Inconspicuously, I circled around so that I could be nearer to Yvette. I had sensed from her voice that she was more upset than she wanted to show.
“But she makes you lose,” Yvette said. “You’re always in the lead, and then you fall into last place because she’s so terrible.”
At first I thought that she was simply annoyed by Tom’s indifference to victory. I had to agree that it was irritating to see Tom, our best player, consistently lagging behind mediocre talents like Philip and Fisher because Lorelei would send his ball shooting toward the fence or rolling off weakly toward the woods. But I was shocked that Yvette had called Lorelei terrible to her face.

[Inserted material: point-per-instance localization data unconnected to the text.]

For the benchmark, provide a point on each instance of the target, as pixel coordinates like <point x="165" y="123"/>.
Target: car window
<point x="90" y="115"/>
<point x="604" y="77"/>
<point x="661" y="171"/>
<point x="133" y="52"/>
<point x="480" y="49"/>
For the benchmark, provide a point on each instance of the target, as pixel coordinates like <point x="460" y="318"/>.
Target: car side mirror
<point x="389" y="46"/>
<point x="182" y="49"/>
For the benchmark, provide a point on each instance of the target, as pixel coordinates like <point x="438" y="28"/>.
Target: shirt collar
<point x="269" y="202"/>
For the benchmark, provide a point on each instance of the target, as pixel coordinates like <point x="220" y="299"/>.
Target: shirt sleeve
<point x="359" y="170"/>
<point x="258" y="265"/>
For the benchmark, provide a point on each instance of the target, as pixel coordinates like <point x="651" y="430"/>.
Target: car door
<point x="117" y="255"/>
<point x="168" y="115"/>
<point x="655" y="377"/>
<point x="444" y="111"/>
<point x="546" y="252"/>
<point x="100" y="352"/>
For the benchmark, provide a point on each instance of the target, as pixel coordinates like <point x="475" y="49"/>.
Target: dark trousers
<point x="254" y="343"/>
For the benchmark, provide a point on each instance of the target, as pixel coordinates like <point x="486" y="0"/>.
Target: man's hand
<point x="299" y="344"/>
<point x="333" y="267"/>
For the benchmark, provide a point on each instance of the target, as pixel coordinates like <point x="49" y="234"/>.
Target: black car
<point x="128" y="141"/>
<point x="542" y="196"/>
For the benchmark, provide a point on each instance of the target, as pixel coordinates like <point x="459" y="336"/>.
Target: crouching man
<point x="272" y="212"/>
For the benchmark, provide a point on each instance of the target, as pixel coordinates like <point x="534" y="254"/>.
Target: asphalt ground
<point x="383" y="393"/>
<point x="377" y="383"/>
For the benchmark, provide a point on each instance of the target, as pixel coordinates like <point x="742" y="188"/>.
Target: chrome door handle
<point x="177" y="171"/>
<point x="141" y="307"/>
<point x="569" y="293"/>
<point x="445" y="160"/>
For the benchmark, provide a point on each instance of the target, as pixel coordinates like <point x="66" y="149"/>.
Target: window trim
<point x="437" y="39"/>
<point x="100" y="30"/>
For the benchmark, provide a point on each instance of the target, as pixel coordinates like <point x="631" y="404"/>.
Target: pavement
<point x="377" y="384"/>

Tom obviously thought the same. “I’m teaching her how to play,” he said. “She’ll get better.” He put his arm protectively around Lorelei’s shoulder, and Yvette’s eyes widened.
“Fine, then!” she cried. “I’m not playing anymore. What’s the point of playing when nobody’s going to try to win?” She flung up one hand and hurled her mallet away from her, not looking to see where it would land. The mallet arced through the air, and Fisher, who was standing in a daydream, didn’t see it coming. It slammed into his shoulder, and he gave a yell and fell to the ground. If it had hit his head, I think he might have been killed or at least badly hurt.
Yvette was not always cold. When she saw that she had inadvertently assaulted her brother, she dashed toward him. The aunts, who had a preternatural sense for detecting injury among the children, poured from the house like a flock of starlings, cawing and flapping. We crowded around Fisher, whose blue eyes were covered with a film of tears. I thought it was a sign of bravery that none of the tears spilled onto his cheeks. He was all right, though his shoulder was purple for weeks afterward. It must have hurt like hell, but after that first surprised cry he didn’t say anything except “It’s not that bad. It wasn’t her fault.”
Tom got the game going again. “Don’t pay attention to her,” he said to Lorelei. “She gets too wound up in the game for her own good.”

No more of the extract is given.